Mieszkam na Dolnym Śląsku, w górach, na wsi Dziećmorowice – 500 m n.p.m. Uważam, że Dolny Śląsk jest najpiękniejszym regionem Polski, szczególnie pod względem geograficznym i środowiskowym. Już sam fakt, że kocham moje „miejsce zakotwiczenia” świadczy o tym, że żyję w moim ulubionym miejscu.
Stwierdzenie powyższe jest bardzo ogóle a wchodząc w szczegóły muszę wymienić kilka miejsc. Te najbliższe to mój dom. W nim czuję ciepło rodzinne, szczęście. W nim zawsze ktoś na mnie czeka, ktoś ze mną rozmawia. Dom ma wspaniały ogród (2 000m kw.). Lubię w nim pracować. Praca przy zieleni powoduje całkowity relaks, powoduje, że zapominam o troskach dnia codziennego. Dzisiaj rano jadłam śniadanie na tarasie domu widząc z niego zadbaną zieleń. Gdy aura pogodowa na to pozwala robię to w każdy dzień. Przez to idę do pracy zrelaksowana obcowaniem z naturą, naładowana energią.
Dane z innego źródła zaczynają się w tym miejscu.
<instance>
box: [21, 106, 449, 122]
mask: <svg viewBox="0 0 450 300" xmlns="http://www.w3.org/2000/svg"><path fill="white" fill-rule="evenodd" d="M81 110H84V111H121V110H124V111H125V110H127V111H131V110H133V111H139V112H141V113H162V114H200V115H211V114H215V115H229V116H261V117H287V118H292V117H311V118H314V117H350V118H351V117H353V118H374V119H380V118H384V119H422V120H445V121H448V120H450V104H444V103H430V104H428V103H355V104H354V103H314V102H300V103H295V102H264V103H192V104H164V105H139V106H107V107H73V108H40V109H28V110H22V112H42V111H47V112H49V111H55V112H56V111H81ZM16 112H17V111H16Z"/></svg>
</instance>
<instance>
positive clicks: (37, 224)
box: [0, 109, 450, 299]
Lubię lasy. Jest ich wiele w okolicy domu. Dużo po nich spaceruję z mężem, z wnuczką Jeżynką i psem Idolem (championem Polski). Natura mnie zachwyca. Zachwyca mnie widok zarówno malutkiego leśnego kwiatka, jak i wielkiego poskręcanego od wiatru i mrozów drzewa. Widzę, „czytam” i doceniam naturę wokół mnie, i potrafię się nią cieszyć.